Dzhunaydov filed suit against several parties, including Emerson, in the U.S. District Court for the Eastern District of New York. This is a Federal court.
Remember that Emerson had nothing to do with the saw other than having lent its RIDGID brand name to the product. The court noted that “Dzhunaydov has not produced any evidence to demonstrate that Emerson contributed to the saw’s chain of distribution.”
However, in order to avoid a claim of “naked licensing,” Emerson had to exercise some control over how its mark was used. From the court document: “Under the licensing agreement, Emerson retained limited authority over the Ridgid mark, akin to a right to approve for quality control.”

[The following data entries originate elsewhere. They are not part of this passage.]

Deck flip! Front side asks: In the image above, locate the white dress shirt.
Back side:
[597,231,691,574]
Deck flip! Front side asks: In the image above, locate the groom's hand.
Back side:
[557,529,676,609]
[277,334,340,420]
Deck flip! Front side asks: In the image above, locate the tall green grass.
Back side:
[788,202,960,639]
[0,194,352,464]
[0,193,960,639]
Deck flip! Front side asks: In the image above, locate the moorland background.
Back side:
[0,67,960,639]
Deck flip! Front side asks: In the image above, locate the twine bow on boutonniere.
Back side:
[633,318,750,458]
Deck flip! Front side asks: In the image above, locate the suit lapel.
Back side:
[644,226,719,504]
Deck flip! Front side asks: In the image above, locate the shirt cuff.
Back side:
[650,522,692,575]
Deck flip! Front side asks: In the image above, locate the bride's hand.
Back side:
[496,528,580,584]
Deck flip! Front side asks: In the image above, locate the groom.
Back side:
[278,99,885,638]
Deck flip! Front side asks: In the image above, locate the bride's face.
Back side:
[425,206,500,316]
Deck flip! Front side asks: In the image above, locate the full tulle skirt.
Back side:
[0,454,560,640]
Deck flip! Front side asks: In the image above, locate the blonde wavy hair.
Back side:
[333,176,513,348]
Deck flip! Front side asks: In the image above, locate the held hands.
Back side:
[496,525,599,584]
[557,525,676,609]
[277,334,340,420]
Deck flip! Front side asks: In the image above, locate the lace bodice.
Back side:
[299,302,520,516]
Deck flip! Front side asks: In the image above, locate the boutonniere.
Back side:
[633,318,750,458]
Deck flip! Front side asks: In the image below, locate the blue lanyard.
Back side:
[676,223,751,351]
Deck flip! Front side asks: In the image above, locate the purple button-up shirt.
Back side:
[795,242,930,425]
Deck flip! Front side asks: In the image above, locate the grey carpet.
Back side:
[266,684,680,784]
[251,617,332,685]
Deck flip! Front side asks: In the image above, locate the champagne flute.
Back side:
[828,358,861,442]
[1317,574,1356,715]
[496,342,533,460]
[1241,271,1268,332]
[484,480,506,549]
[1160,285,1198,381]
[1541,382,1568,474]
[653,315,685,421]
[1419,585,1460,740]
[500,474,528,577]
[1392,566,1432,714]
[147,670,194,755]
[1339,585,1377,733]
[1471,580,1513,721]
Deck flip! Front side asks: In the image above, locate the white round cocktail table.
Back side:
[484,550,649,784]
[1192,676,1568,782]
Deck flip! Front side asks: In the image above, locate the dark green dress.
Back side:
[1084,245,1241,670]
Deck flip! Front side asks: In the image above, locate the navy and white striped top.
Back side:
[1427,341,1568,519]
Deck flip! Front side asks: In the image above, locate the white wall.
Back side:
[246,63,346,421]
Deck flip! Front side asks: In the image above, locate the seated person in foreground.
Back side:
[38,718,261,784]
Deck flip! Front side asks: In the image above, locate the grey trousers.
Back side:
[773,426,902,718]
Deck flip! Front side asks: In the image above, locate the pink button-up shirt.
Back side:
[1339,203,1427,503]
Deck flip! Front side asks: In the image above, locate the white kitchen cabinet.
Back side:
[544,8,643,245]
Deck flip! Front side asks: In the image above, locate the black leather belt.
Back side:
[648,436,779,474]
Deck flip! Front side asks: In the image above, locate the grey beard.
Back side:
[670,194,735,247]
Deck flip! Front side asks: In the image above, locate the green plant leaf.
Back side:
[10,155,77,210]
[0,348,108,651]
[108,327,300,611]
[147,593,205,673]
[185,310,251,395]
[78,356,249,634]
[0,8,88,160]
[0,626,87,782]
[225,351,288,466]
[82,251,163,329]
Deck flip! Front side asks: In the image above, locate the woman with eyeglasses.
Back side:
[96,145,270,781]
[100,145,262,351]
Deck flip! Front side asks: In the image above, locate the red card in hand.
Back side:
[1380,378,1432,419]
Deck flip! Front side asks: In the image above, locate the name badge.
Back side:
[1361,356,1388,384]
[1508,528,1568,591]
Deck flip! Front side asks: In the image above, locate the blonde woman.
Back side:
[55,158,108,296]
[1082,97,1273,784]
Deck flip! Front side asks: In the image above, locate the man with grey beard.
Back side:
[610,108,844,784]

But, importantly, that quality control only extended to the saw’s non-functional design features, such as the color and appearance of the RIDGID label.
Emerson filed for summary judgment—meaning, they asked the court to dismiss Dzhunaydov’s claims against them at an early stage in the legal proceedings.
Although this case was in Federal court, the court applied New York law for this particular issue. They noted, citing a prior case:
Under New York law, “[a]trademark licensor cannot be held liable for injuries caused by a defective product bearing its label where the licensor did not design, manufacture, sell, distribute or market the allegedly defective item.”
Accordingly, the court granted Emerson’s petition, so they were dismissed from the case.
What Does This Mean for Licensors?
While the law does vary from state to state, this accords with most states’ positions on the issue. For more detailed information, see this law review article: “Products Liability and Intellectual Property Licensors.”
In general, as long as you aren’t exercising control over the functional aspects of the product itself, it’s not likely that, as a licensor, you are liable for defects in the product. But, of course, you should always consult an attorney for advice on your specific issue.